Diol mixture and excessive aliphatics, lopps aliphatics or aromatic diisocyanate.Suitable diisocyanate comprises: 2,4-or 2,6-toluene diisocyanate, isophorone diisocyanate, 1,6-hexamethylene diisocyanate, 2,4-trimethyl vegolysen, 6-diisocyanate p, the potpourri of p '-methylene-bis-phenyl isocyanate or above example.
The ratio 1.1 to 2.0 of hydroxyl and the reaction equivalent of isocyanates is 1.4 preferably.Preferably 40 ℃-90 ℃ of the temperature of reaction, are preferably 70 ℃-80 ℃, and reaction is preferably in and adds the organo-tin compound of 50-300ppm or 0.1-3% ester fat amines as carrying out under catalyzer.For example, suitable catalyzer comprises: dioctyl tin two (iso-octyl thioglycollic acid ester).Dibutyl tin two lauryls, dibutyl tin diisooctyl richness is carried out ester, triethylenediamine, triethanolamine and triethylamine.

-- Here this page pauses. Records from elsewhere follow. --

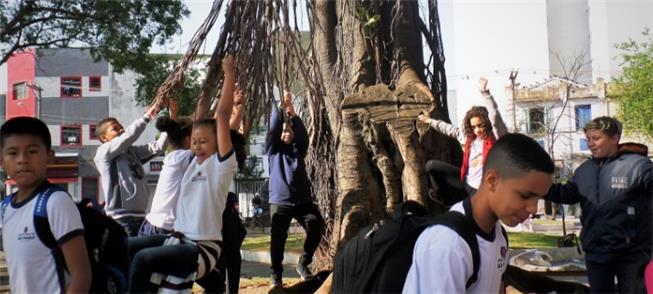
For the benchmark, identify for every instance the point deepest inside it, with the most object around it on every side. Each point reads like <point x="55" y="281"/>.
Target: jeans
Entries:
<point x="628" y="269"/>
<point x="149" y="256"/>
<point x="309" y="217"/>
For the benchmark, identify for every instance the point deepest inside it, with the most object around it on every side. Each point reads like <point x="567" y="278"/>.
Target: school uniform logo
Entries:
<point x="198" y="178"/>
<point x="502" y="258"/>
<point x="619" y="183"/>
<point x="26" y="235"/>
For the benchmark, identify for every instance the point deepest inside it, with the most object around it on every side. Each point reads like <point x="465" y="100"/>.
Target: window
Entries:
<point x="91" y="132"/>
<point x="90" y="188"/>
<point x="71" y="135"/>
<point x="95" y="84"/>
<point x="71" y="87"/>
<point x="583" y="145"/>
<point x="156" y="166"/>
<point x="583" y="115"/>
<point x="535" y="120"/>
<point x="20" y="91"/>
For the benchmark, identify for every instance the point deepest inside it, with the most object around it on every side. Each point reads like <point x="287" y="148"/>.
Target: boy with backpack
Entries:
<point x="517" y="173"/>
<point x="120" y="166"/>
<point x="33" y="267"/>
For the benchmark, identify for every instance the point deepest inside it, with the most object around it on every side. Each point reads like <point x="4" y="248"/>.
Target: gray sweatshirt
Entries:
<point x="133" y="195"/>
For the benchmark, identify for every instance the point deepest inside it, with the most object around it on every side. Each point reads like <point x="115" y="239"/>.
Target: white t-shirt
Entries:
<point x="442" y="261"/>
<point x="203" y="195"/>
<point x="164" y="202"/>
<point x="31" y="266"/>
<point x="475" y="168"/>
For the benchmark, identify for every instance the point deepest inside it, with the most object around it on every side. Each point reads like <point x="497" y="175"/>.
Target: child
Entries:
<point x="202" y="200"/>
<point x="120" y="166"/>
<point x="481" y="128"/>
<point x="162" y="213"/>
<point x="26" y="151"/>
<point x="517" y="173"/>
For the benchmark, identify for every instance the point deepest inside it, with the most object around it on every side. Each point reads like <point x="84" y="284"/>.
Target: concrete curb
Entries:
<point x="264" y="257"/>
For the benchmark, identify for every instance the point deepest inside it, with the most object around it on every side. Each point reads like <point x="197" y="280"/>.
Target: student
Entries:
<point x="481" y="128"/>
<point x="614" y="188"/>
<point x="26" y="151"/>
<point x="290" y="190"/>
<point x="162" y="212"/>
<point x="204" y="188"/>
<point x="517" y="173"/>
<point x="120" y="166"/>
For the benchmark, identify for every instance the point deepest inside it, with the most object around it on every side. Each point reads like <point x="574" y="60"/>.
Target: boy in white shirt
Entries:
<point x="26" y="151"/>
<point x="517" y="173"/>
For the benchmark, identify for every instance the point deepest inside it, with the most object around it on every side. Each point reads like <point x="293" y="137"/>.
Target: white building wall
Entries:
<point x="490" y="38"/>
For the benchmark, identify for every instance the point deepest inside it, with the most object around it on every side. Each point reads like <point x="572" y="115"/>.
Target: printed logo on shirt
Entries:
<point x="26" y="236"/>
<point x="502" y="259"/>
<point x="199" y="177"/>
<point x="619" y="183"/>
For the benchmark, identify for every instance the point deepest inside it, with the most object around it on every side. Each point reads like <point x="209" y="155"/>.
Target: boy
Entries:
<point x="614" y="188"/>
<point x="120" y="166"/>
<point x="26" y="151"/>
<point x="517" y="173"/>
<point x="290" y="191"/>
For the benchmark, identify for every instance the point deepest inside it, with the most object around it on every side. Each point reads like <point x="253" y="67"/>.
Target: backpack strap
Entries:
<point x="114" y="184"/>
<point x="43" y="231"/>
<point x="5" y="203"/>
<point x="460" y="223"/>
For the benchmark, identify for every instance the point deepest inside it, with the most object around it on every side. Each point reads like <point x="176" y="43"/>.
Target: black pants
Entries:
<point x="149" y="256"/>
<point x="132" y="224"/>
<point x="628" y="269"/>
<point x="309" y="218"/>
<point x="446" y="178"/>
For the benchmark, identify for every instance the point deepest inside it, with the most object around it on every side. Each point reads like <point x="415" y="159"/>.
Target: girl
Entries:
<point x="478" y="135"/>
<point x="162" y="212"/>
<point x="204" y="188"/>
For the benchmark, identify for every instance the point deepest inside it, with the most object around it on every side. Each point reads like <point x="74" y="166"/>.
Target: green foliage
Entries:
<point x="122" y="32"/>
<point x="635" y="86"/>
<point x="156" y="72"/>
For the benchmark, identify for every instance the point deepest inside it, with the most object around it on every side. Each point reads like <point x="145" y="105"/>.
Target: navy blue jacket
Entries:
<point x="615" y="195"/>
<point x="289" y="183"/>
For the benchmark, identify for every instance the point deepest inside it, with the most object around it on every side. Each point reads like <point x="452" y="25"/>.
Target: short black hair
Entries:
<point x="516" y="154"/>
<point x="24" y="125"/>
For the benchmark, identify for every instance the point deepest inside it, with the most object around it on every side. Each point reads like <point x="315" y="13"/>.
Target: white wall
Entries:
<point x="612" y="22"/>
<point x="490" y="38"/>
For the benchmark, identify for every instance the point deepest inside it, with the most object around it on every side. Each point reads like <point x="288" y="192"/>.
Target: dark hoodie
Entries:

Two (sulfuration) diacetic acid di-isooctyls of the sub-tin of dioctyl are better, and formed polyurethane is with carboxylic acid group on polymer main chain, and isocyanate group is at the two ends of main polymer chain.
Second step in reaction is product and aliphatics monohydroxy acrylate or the methacrylate being used in the first step (1), quantity is wanted enough different hydracid radical reactions going with main chain two ends, is that the excessive hydroxyl-metacrylate of 0.2 to 10 equivalent is for better.Suitable acrylate and methacrylate comprise: as 2-hydroxypropyl acrylate and methacrylate, single-butanediol acrylate and monomethacrylates, polyglycol (10-20 moles of ethylene oxide) mono acrylic ester and monomethacrylates, polypropylene glycol (5-20 mole of epoxypropane) acrylate and methacrylate.Organo-tin compound or aliphatics ammoniate, its kind and quantity are shown in above-mentioned, as the catalyzer of reaction needed.The macromolecule polyurethane producing is liquid, in polymer chain terminal, has acrylate or methacrylate, and carboxylic group is on high polymer main chain freely, and acid number is 1 to 150.
In the present invention spendable free radical light trigger be a kind of routine by light-initiated initiating agent, this initiating agent is being non-lower activity lower than 185 ℃, available light trigger can be selected from aromatic ketone class, as benzophenone, dimethoxy benzene benzoylformaldoxime, also can select other useful free radical light trigger.
That uses in the present invention can addition polymerization monomer, at least will have 1, better at least will have 2, better at least will have 2 to 4, most preferably 2 to 3 vinyl double bonds, or the potpourri of these compounds.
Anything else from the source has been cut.